Sgt. James Rose of Lawton knew that before he volunteered for the mission.

"Even in Oklahoma, we have these people just trying to make a better living. It does tug at the heartstrings. But I have a job to do," Rose said.

Sgt. 1st Class Jeff Hansen of Altus said he felt no compassion for illegal border-crossers: "There are right ways and wrong ways of coming into this country," he said.

Cover of darkness
Some immigrants attempt the crossing despite the National Guard presence.

"They generally try to exploit the night -- use the cover of darkness to conceal their movements," Moody said.

That makes the night shift busier than the day shift at the seven guard-manned outposts south of Deming.

Spc. Roger Kime of Altus spent more than two hours visually tracking one group of 12 to 15 people one night in the Johnson Mountains.

The pursuit was still under way when his shift ended about 11 p.m., he said. Pfc. Ben Switzer of Olustee watched a group of 10 to 12 people cross sometime before midnight one night.

The guardsmen said the hardest part of their job was guiding Border Patrol officers to the immigrants using two-way radios.

The night-vision binoculars and cameras reduce depth of field, making it hard to judge distance.

“For me, that was the biggest challenge,” Marks said. “It’s pitch black and you’ve got to guide a Border Patrol agent in to find an alien. You’ve got to say, ‘Go to the left. Go to the right. No, go back 10 feet.’ ”

Pvt. Joshua Brittenham of Tulsa misjudged the distance one night as he watched people get off a bus and cross what looked to him like the border. When a Border Patrol agent responded, he found the bus and its passengers were still a mile in on the Mexican side.

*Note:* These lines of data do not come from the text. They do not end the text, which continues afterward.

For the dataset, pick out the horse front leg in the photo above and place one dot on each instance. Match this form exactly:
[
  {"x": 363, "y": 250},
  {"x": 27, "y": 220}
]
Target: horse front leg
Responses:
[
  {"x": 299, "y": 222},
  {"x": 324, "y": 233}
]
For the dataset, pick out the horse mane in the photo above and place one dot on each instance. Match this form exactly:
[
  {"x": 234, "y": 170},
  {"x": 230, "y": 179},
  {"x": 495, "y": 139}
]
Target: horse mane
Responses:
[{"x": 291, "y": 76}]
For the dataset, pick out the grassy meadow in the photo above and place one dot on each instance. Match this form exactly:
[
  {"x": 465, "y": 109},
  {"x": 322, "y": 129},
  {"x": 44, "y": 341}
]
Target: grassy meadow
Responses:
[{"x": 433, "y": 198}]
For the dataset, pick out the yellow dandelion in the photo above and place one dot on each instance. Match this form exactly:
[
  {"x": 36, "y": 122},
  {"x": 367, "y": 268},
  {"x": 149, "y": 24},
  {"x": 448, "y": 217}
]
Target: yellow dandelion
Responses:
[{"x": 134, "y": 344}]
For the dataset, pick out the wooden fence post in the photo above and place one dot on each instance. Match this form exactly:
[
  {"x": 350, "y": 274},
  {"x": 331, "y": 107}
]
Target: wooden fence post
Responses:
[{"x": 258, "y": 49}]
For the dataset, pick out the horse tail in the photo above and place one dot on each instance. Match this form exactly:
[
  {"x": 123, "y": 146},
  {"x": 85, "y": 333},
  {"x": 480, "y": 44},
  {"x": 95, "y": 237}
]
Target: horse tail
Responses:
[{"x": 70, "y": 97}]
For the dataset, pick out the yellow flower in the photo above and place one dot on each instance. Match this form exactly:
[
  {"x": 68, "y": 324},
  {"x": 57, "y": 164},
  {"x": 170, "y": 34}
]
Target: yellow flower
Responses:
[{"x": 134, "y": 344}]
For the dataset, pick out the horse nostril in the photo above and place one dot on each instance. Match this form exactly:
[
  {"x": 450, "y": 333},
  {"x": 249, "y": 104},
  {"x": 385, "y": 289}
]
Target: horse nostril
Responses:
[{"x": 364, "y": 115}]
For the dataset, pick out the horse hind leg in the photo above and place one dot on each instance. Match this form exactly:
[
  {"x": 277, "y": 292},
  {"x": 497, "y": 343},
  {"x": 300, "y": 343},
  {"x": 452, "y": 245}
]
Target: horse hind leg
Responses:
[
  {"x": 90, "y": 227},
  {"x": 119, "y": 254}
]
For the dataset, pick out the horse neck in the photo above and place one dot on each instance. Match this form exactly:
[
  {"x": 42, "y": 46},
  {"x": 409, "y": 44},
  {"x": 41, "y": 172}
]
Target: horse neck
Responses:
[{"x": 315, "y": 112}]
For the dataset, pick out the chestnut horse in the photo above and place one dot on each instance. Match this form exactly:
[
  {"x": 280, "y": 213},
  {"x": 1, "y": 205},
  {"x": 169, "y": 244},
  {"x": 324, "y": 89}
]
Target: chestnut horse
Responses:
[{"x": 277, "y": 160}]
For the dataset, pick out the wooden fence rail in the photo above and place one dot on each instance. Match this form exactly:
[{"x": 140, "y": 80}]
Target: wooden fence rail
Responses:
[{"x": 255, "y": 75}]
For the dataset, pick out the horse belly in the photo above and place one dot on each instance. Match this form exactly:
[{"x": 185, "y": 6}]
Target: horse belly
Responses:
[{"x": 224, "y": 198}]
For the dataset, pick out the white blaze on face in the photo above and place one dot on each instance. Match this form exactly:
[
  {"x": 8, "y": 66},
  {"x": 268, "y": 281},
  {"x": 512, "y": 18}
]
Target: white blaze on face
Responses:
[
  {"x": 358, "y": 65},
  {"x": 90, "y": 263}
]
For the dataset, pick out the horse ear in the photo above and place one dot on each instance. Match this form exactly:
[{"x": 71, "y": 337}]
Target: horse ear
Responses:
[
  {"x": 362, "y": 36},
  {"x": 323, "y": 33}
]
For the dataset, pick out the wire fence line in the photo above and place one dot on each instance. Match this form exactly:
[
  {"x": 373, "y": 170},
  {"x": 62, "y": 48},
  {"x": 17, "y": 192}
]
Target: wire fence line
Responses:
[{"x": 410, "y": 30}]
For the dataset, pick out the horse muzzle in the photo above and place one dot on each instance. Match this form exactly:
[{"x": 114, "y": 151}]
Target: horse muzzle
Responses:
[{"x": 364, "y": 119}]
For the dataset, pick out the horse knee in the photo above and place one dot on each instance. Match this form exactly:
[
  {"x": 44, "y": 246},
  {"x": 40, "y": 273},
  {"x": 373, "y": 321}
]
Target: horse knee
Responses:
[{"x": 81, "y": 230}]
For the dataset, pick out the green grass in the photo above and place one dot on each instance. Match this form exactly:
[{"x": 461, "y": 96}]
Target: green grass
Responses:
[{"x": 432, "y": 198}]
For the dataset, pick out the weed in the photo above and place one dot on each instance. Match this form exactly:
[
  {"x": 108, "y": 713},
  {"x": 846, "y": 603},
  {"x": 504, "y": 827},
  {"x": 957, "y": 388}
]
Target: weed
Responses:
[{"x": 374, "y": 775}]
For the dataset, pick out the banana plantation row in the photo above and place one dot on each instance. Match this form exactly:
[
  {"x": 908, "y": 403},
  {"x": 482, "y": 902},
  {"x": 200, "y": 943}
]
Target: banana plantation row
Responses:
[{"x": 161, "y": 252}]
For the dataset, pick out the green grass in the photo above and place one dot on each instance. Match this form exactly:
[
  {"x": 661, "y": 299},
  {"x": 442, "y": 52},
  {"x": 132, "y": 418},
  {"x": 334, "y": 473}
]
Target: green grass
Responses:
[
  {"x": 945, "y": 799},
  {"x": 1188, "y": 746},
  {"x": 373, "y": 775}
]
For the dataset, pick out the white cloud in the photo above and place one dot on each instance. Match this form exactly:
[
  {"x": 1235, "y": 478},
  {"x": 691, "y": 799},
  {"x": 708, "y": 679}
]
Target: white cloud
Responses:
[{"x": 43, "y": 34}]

Mistakes like that are common for guardsmen new to Operation Jump Start and easily forgiven, officials said.

“They’re down here working shoulder-to-shoulder with the Border Patrol, and we appreciate that,” Moody said.

In the never-ending battle to secure the border, “I’ll take anything — whether it’s equipment, more National Guard, more agents, more technology, more infrastructure.